At Ely the carvings in the Lady Chapel were smashed after the Reformation, but at Norwich the cloister has a quite amazing, actually unique set of carved vault bosses telling Bible stories or just poking fun – a laundress berates a boy trying to steal her washing while buskers play musical instruments, and an acrobat hangs off the vaults as if about to fall.
Wells Cathedral
For sheer beauty, the cathedral at Wells is amazing: its great west front full of figures and niches was studied by the Lady Chapel architects at Ely, but in the early 14th century the choir and east end were rebuilt in a way that shows the sophistication and subtlety of English art of the time.
A French Gothic church would be very tall and thin, but plain. Here instead every surface is covered in the most beautifully scaled and engineered detailing, including the incredible vaulting that looks like a great net stretched out over the carved under surface. These ‘net’ vaults amazed European architects, and you can find copies of them as far away as Prague. Wells, though obscure as a place, was an art centre recognised across Europe during this period. The English love of pattern triumphs.
Gloucester Cathedral
I think the choir of Gloucester cathedral is one of the most elegant of all Gothic buildings. Again, like most English structures of the time it isn’t huge, but it is very refined.

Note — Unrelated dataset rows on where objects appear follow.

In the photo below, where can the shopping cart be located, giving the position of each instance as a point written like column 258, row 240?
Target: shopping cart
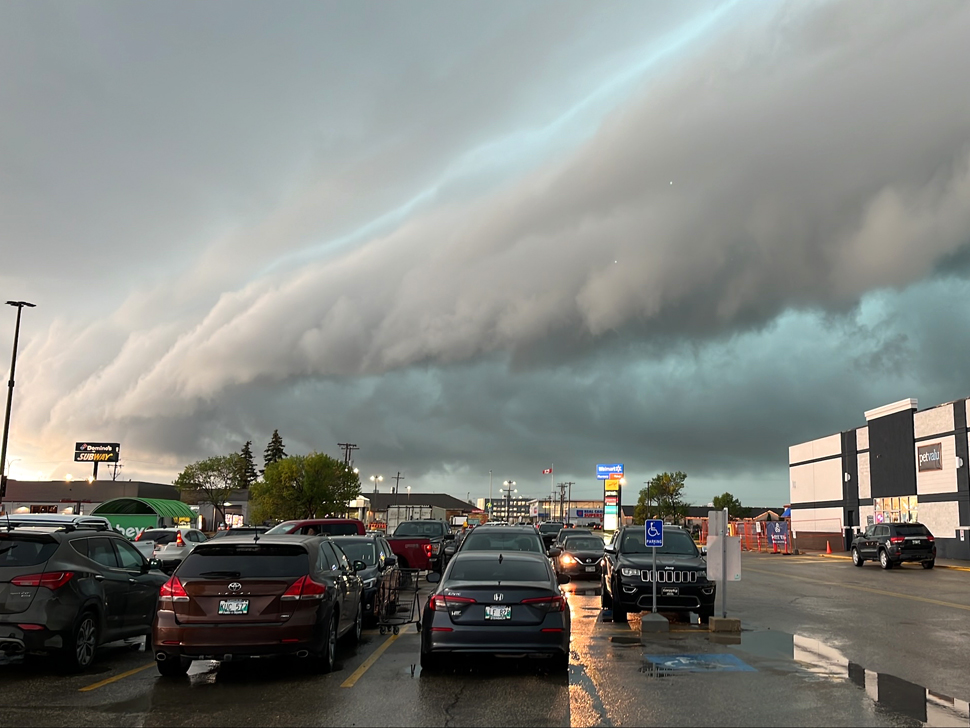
column 398, row 601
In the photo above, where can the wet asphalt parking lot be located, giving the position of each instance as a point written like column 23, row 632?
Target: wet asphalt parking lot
column 823, row 643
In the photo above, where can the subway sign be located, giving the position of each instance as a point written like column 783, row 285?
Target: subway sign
column 96, row 452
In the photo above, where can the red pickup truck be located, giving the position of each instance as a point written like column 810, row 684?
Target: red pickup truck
column 418, row 544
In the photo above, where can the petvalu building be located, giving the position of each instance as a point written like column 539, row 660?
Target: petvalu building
column 903, row 465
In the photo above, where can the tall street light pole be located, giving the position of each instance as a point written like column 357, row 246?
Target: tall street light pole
column 6, row 420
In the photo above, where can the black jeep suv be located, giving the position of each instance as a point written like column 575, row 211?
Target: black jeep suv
column 67, row 587
column 681, row 575
column 894, row 543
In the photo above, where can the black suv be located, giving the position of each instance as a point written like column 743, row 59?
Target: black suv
column 66, row 587
column 894, row 543
column 681, row 576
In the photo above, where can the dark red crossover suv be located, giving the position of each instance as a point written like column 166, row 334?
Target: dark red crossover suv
column 239, row 597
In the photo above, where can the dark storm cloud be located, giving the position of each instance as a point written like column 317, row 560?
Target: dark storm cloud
column 649, row 294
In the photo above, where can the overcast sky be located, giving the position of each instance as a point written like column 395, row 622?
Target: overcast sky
column 475, row 237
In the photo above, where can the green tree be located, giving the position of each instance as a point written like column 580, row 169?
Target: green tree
column 274, row 451
column 249, row 474
column 662, row 498
column 212, row 480
column 301, row 486
column 726, row 500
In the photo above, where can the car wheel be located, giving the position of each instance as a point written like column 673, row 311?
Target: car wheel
column 606, row 601
column 79, row 653
column 884, row 560
column 175, row 666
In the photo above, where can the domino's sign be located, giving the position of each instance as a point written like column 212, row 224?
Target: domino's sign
column 610, row 471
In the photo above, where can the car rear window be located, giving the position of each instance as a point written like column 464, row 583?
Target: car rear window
column 494, row 570
column 249, row 560
column 162, row 537
column 413, row 528
column 19, row 551
column 502, row 541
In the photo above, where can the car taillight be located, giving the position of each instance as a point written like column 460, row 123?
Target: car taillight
column 440, row 602
column 49, row 579
column 304, row 588
column 552, row 604
column 173, row 589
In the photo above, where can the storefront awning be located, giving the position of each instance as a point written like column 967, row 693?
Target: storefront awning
column 146, row 507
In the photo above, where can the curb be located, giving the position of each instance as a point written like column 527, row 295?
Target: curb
column 938, row 565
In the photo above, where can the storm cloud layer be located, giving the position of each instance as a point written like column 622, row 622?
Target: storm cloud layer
column 669, row 254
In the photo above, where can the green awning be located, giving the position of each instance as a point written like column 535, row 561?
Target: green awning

In the middle of the 14th century the masons were providing a framework for the tomb of the murdered king Edward II, and used a type of stone cage-work to cover up the old dumpy Norman building underneath – it’s a sort of Gothic botox. You can follow the lines of the old building underneath the sparkling Gothic skin of stone. The effect is beautifully slender and crisp: here, a new style of Gothic emerges, called Perpendicular, which really took off as the form of churches and chapels in England in the later Middle Ages.
The most amazing feature of the choir is the huge window –at the time it was the largest single window in the known world, and it is still largely intact today. The English were brilliant at adapting, and so retaining their older cathedral buildings and breathing new life into them.
Westminster Hall
In around 1393, right at the end of the period my book covers, King Richard II recast the interior of Westminster Hall in the Houses of Parliament with a single-span hammer beam roof. It narrowly escaped destruction in the fire that destroyed the old palace in 1834. Even in the Middle Ages it was famous – one writer says that Wookey Hole was as big as Westminster Hall, showing that it was a measure of hugeness.
The miracle here is not just its survival, but its courage – the largest timber span of its type anywhere in northern Europe done by a method that shows how inventive the English were in wood. The point holds true for the timber octagon at Ely, and perhaps even for the panelled effect of the interior of the choir at Gloucester.
The builders of these great structures had brilliant know-how, but also guts. A building fit for a king and, incidentally, one of England’s most important medieval shopping malls.